Although I considered adapting ‘Hungry, Hungry Hippos’ for Turtle, I decided that analyzing data would be more useful for me. I went to https://www.kaggle.com and downloaded a dataset of the most backed projects from Kickstarter. I’ve been working on cleaning up the data so that I can break down the success stories by category, study the relationship between goals and amount pledged, and how much each backer pledged on average. I will have to think of other ways to use the data and create a user interface, but I am just getting started:
Right now, I have a piece of code that calculates and displays the percentages of each category over 0%.
categories=set(categories)
for category in categories:
count=0
for line in mb_list:
if line[1] == category:
count+=1
else:
continue
percentage = int(100*count/len(mb_list))
if percentage>0:
print(category + "\t" + str(percentage) + "%")
else:
continue
It is based off the final part of the CSV 1 homework. That code works for both the domestic and foreign datasets.

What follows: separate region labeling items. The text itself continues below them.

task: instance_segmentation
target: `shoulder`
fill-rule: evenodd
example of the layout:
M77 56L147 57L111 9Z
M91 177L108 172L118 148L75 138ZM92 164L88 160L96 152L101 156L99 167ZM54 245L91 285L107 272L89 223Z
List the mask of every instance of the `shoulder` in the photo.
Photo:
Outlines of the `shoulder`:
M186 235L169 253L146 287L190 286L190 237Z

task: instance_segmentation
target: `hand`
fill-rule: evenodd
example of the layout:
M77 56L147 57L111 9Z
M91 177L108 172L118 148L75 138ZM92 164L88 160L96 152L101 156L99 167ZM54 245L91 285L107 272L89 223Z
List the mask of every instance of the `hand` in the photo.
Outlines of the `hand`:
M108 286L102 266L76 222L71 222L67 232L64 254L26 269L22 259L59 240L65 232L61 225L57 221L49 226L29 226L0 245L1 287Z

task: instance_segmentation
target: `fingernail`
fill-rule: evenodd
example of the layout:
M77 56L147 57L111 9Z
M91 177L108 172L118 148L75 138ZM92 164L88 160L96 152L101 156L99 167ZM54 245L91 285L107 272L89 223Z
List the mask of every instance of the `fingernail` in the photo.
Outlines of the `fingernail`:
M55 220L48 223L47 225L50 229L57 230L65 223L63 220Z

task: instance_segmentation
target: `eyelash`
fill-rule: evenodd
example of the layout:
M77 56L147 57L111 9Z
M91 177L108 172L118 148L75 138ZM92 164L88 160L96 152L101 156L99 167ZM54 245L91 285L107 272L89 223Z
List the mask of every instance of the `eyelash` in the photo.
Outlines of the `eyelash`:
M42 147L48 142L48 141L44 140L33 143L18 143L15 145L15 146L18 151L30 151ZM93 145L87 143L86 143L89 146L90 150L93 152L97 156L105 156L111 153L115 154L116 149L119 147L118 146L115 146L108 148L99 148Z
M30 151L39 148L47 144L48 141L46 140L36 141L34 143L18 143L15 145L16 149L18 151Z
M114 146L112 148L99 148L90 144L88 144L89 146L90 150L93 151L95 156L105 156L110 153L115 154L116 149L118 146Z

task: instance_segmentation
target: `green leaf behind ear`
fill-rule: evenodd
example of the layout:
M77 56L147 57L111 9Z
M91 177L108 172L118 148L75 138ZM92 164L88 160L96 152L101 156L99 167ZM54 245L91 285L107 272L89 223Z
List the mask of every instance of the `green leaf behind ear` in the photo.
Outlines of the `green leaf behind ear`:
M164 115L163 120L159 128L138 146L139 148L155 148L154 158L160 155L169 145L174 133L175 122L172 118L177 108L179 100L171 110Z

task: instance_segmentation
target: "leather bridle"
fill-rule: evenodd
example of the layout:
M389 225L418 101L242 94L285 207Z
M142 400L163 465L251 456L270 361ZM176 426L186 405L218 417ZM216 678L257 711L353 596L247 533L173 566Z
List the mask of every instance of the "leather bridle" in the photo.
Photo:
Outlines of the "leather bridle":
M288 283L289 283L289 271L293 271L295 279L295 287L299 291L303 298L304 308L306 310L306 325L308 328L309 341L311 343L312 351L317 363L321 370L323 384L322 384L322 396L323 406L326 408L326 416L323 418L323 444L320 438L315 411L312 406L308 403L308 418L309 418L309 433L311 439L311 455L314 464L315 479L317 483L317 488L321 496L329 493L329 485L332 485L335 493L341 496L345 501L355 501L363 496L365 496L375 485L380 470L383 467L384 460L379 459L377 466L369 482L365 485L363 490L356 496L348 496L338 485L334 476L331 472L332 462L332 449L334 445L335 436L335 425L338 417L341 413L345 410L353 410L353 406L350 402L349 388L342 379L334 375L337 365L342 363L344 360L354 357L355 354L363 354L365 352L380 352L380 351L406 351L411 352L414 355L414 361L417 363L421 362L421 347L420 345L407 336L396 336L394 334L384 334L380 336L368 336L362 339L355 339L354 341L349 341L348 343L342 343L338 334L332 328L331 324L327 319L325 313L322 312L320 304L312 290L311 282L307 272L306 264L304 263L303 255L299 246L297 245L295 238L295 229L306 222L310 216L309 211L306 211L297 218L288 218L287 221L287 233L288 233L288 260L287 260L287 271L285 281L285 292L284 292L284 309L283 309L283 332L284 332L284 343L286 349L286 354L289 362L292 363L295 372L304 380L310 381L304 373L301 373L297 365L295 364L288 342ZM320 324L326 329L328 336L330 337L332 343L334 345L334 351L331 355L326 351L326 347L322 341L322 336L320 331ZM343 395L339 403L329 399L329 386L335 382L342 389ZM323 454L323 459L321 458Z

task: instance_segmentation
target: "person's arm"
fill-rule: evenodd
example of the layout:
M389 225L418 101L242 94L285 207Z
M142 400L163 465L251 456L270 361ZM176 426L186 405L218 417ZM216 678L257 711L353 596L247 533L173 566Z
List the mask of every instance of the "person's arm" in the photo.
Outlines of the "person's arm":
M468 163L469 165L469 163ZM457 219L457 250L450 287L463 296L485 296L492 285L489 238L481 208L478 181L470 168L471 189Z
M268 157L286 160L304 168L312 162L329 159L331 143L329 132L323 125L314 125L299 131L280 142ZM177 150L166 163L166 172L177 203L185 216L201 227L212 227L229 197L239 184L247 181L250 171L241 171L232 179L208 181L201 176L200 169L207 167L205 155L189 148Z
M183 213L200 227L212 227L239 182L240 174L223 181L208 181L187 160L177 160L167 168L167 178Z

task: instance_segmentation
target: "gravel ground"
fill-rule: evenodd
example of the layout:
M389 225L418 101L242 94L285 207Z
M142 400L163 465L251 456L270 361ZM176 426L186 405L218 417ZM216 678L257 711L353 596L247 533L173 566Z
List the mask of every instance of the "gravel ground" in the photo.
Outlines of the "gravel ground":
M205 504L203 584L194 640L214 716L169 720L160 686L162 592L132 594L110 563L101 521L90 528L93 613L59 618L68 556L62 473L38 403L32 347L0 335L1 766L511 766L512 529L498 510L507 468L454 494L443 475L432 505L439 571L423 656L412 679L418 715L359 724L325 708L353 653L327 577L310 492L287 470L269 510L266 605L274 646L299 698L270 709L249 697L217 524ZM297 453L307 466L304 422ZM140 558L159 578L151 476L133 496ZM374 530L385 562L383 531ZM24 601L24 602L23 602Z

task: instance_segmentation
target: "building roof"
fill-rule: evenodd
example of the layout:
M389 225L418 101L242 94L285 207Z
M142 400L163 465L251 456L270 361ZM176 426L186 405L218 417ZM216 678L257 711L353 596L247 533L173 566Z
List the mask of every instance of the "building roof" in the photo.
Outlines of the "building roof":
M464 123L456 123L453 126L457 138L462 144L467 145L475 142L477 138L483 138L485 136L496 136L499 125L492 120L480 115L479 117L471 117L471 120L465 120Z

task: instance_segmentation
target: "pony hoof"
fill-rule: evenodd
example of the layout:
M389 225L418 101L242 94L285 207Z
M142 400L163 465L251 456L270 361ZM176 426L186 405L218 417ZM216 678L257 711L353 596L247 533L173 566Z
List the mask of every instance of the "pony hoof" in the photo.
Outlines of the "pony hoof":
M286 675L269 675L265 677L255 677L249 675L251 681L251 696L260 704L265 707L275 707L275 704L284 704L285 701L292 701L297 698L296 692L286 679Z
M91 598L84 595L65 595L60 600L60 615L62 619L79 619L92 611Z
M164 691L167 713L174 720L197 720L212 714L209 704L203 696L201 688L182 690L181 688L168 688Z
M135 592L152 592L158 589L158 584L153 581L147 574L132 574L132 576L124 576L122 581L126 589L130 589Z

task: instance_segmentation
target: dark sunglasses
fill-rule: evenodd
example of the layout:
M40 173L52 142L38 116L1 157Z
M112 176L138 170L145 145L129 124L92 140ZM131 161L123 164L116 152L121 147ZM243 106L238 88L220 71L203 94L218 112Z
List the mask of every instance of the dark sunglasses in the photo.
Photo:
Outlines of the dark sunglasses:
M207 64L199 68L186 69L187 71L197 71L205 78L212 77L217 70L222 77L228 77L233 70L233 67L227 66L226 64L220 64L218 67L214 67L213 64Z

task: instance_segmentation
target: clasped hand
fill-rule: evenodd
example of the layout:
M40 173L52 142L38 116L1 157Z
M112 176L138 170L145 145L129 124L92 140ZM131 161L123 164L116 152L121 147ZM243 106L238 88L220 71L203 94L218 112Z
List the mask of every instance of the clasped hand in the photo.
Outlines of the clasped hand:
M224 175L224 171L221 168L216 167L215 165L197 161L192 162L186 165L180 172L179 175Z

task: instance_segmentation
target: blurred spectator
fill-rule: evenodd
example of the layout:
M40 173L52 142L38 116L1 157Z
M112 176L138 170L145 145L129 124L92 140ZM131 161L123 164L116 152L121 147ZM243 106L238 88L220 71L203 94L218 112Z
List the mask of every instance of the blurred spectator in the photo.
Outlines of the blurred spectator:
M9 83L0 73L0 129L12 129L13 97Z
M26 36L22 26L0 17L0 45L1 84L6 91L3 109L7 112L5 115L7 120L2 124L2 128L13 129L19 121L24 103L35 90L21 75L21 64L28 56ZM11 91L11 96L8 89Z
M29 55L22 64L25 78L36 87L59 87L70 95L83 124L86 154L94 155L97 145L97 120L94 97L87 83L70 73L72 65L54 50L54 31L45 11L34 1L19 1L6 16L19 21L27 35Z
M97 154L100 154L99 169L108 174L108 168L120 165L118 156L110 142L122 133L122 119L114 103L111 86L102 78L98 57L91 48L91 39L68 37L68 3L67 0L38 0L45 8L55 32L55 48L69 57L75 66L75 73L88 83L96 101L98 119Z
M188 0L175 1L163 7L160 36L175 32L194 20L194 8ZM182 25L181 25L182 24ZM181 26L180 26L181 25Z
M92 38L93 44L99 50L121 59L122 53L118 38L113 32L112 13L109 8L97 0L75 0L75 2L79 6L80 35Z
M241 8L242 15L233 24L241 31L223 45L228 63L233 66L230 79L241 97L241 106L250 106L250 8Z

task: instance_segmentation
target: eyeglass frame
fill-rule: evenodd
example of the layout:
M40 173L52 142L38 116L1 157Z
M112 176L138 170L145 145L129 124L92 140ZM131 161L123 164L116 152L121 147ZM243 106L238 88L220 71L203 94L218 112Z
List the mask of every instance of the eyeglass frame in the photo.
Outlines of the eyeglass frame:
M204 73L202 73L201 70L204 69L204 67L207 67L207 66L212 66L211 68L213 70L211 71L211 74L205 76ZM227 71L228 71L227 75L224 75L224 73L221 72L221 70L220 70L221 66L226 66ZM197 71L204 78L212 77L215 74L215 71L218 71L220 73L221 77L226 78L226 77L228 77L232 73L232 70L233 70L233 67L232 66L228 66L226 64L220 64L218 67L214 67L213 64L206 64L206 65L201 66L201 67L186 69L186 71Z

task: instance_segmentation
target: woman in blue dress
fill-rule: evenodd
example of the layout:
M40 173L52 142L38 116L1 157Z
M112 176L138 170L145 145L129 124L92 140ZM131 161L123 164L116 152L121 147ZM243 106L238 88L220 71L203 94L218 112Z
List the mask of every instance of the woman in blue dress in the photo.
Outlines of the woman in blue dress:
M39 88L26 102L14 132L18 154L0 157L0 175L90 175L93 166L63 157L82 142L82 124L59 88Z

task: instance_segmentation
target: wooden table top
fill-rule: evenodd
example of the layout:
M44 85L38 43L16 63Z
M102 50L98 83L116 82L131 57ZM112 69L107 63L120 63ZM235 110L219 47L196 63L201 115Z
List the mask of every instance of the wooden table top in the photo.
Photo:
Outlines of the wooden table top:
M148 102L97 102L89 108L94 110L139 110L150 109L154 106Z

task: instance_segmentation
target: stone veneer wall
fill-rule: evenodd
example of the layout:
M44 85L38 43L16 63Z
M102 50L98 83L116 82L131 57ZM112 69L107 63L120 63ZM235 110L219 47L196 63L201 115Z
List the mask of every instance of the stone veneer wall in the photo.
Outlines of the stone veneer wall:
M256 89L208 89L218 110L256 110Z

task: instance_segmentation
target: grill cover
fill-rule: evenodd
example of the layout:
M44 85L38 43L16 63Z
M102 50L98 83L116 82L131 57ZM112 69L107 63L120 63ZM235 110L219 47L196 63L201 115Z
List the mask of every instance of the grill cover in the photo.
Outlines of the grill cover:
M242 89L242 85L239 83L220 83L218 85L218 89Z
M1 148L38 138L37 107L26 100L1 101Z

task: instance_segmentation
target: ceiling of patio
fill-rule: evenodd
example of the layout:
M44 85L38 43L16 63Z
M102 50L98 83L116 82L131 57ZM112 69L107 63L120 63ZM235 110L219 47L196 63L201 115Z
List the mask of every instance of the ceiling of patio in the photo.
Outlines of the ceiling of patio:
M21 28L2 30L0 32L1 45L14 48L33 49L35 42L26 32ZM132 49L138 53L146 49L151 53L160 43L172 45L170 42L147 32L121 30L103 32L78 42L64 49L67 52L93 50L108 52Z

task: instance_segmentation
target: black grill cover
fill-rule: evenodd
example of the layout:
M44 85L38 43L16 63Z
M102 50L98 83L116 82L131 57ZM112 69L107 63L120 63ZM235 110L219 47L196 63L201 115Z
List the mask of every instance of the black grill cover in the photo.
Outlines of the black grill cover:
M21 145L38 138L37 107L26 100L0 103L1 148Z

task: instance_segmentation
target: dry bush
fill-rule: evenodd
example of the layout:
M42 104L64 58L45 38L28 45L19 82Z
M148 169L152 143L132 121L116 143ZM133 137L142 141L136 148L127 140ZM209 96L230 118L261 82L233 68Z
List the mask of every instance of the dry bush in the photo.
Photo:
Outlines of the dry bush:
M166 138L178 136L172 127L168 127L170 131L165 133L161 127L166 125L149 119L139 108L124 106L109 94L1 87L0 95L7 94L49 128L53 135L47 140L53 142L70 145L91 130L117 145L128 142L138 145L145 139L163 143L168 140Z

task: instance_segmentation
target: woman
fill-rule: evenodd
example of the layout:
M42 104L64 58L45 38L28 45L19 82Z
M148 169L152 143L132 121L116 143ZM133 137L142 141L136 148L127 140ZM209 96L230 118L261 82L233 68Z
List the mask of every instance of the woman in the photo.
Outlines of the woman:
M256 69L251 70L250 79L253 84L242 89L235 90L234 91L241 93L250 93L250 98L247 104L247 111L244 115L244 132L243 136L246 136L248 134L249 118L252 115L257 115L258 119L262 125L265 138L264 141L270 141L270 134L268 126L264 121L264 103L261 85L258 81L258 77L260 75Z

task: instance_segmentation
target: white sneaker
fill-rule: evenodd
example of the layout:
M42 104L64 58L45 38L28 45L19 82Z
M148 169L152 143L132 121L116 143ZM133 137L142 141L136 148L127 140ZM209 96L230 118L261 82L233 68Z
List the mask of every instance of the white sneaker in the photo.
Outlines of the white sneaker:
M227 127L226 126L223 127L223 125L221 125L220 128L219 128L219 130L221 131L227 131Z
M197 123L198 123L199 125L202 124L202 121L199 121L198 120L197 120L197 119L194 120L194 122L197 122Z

Before I go any further, I need to decide whether to include the titles of the projects. They certainly won’t make a neat table, but it seems that ship might have sailed anyways. It might be nice to have a function that allows the user to search through the title for keywords. After that, I will work to design a bunch of different ways to use the data.
Milestones
- Gather data
- Clean data
- Decide whether to use data with titles
- Create main menu
- Re-read chapter on regular expressions
- Think of different data manipulations
- Compile a dictionary
- Create functions that use the dictionary
- Code data functions
- Make sure data functions pass into main
- Figure out a good application for histograms